Der Sachverhalt: Nach Abschluss der Schule hatte ein Auszubildender sich für eine Ausbildung zum Einzelhandelskaufmann beworben. Ausbildungsbeginn sollte - wie üblich - der 01.08. sein. Vorher absolvierte der Auszubildende allerdings ein mehrmonatiges Praktikum. Im Berufsausbildungsvertrag wurde dann eine dreimonatige Probezeit vereinbart. Der Betriebsinhaber kündigte dann innerhalb der Probezeit das Berufsausbildungsverhältnis ohne Angabe von Gründen.

Der Auszubildende war damit nicht einverstanden und meinte, die Kündigung sei unwirksam. Die vorangegangene Praktikantenzeit sei nämlich auf die Probezeit anzurechnen. Die Kündigung sei daher nicht mehr in der Probezeit erfolgt, sodass ein wichtiger Grund erforderlich sei, welcher nicht vorliege.

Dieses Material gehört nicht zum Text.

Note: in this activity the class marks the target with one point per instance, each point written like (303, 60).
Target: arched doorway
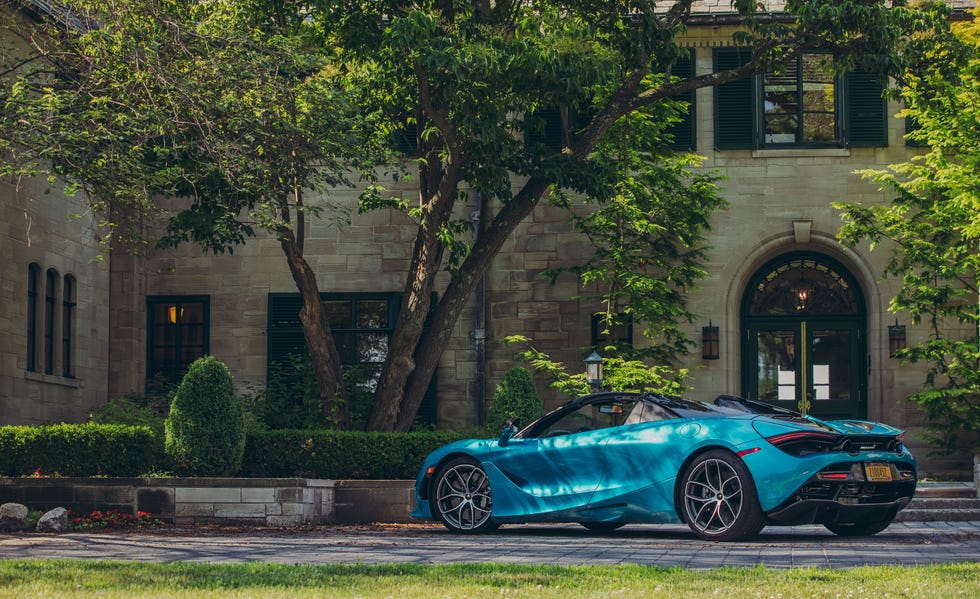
(804, 344)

Das Bundesarbeitsgericht hat in seiner Entscheidung hingegen die Kündigung bestätigt. Das Berufsbildungsgesetz sieht zwingend die Vereinbarung einer Probezeit vor, welche die Dauer von einem bis zu vier Monaten haben kann. Der Sinn liegt darin, dass Auszubildender und Ausbilder Gelegenheit haben sollen, sich gegenseitig kennen zu lernen und zu erproben, um beurteilen zu können, ob die Ausbildung über den gesamten Zeitraum des fest abgeschlossenen Ausbildungsverhältnisses - meist drei Jahre - durchgeführt werden kann. Hier könnte man meinen, dass dazu auch das Kennenlernen während des Praktikums ausreicht.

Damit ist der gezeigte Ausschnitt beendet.